Ce mythe répandu est d'autant plus résistant que les couturiers français ne sont pas les plus abordables. L'imaginaire collectif fait du vêtement le plus cher le vêtement de qualité. Surtout que certains couturiers ont introduit sur leurs produits des marques visibles de distinction. Chacun connaît cette espèce de "R" inachevé de Pierre Cardin. Yves Saint Laurent quant à lui a ses trois lettres alignées et s'enchevêtrant les unes sur les autres. Les quatre lettres de Dior sont souvent écrites sur la poche de la chemise. Or la visibilité de ces signes est un critère de distinction. Il permet de déterminer la classe sociale. Il informe aussi du goût et des connaissances du possesseur. Tous les jeunes fonctionnaires, les adolescents en mal de snobisme et bon nombre d'étudiants en droit et lettres achetaient - et achètent encore - ces chemises, ces chaussures, ces cravates et ces chaussettes qui ont cette marque visible. La qualité n'importe généralement pas. Seul suffit le nom. Il procure une certaine satisfaction, permet de s'afficher dans les églises, les services publics, les boîtes de nuit. La (con)quête du regard et la (re)présentation permettent d'affirmer ce qu'on n'est pas toujours : un personnage riche et aisé, alors qu'en fait on n'est qu'un petit fonctionnaire corrompu au dernier degré ou un personnage en mal de reconnaissance ou obsédé par le paraître. Il est dès lors important de se procurer des objets consacrés. La qualité est garantie par le nom, par la signature.
Le phénomène avait pris des dimensions spectaculaires quand l'ancienne Université de Yaoundé existait encore. Faire un tour à la Faculté des Lettres et principalement celle de Droit était un véritable régal visuel.

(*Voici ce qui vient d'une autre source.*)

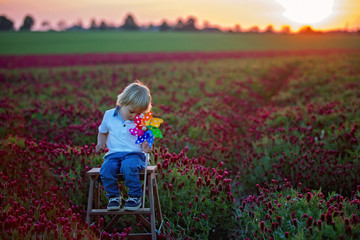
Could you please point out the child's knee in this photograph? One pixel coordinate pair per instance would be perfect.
(129, 169)
(108, 171)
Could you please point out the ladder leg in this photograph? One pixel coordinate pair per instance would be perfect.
(152, 207)
(97, 197)
(90, 200)
(157, 203)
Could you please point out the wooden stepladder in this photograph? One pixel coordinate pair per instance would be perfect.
(93, 207)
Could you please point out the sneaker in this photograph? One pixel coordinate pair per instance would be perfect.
(114, 204)
(132, 204)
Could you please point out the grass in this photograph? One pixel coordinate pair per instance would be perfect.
(26, 43)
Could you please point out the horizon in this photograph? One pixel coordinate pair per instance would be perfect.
(323, 15)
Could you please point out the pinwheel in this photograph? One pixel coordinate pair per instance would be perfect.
(146, 128)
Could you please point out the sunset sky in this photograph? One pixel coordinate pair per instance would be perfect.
(320, 14)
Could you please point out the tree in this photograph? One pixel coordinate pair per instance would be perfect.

Surtout qu'un respectable agrégé de droit privé avait réussi à faire comprendre à ses jeunes étudiants que les juristes devaient s'habiller bien, c'est-à-dire en costume-cravate. Et quand on sait qu'à cette époque, la bourse " coulait", on peut imaginer le degré d'intégration du culte vestimentaire. Les grandes marques européennes étaient très populaires au campus où les commerçants avaient une bonne partie de leur clientèle. Il n'était pas rare qu'un étudiant achète un livre la mort dans l'âme alors qu'il était tout joyeux de noyer ses économies dans une griffe originale.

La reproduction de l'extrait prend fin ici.